Campus child care contingencies

By on March 19, 2008

The University released results of a campus-wide child care survey March 13, detailing the preliminary steps taken to construct an on-campus child care facility.

According to the survey report, University-hired consultants from WFD Consulting estimated building costs for such a center to reach between $3.2 million and $3.7 million and require 1.3 acres of land. The proposed 12,000 square foot facility would charge $165 per week and accommodate about 200 faculty and staff clients and 40 student clients, according to survey results. According to the proposal, the University will stand to either gain a profit of less than $600 from the center or suffer a loss of more than $160,000. The proposal suggests several different options for funding and management.

UNIVERSITY-OWNED AND OPERATED

What it means: The University will own the land and operate the center without outside management.

Benefits: The University will have total control and responsibility over the facility, and staff will be employed by the University.

VENDOR MANAGED

What it means: University owns the land and the facility but pays a vendor to operate it.

Benefits: The University will establish a contract with a vendor that will provide extra liability protection, and staff will be employed by the vendor.

POTENTIAL SOURCES

Developer or nonprofit agency funds the project and leases it to the University. A third-party vendor provides funding for the start-up costs of the project, eventually leasing it or selling it to the University. Overall, the report suggests the use of a combination of funding sources to be the most effective route.

VENDOR-OWNED AND OPERATED

What it means: Total control of center rests with a vendor that operates on University land.

Benefits: Ownership by a vendor gives University more protection financially but puts control in the hands of a third party.

NOT-FOR-PROFIT AGENCY

What it means: The center will be managed by a not-for-profit entity created by the University.

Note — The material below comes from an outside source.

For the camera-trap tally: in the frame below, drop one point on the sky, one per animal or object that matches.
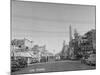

Benefit: An agency board, consisting of University faculty and staff, will set standards for the center but will have less influence. The center may be eligible for grants and subsidies to operate.

FUNDING

The report detailed three different potential sources of funding for the child care center. The University will pay for most of the initial project costs. Suggested sources included a capital campaign, fund-raising, grants, student government or a building loan.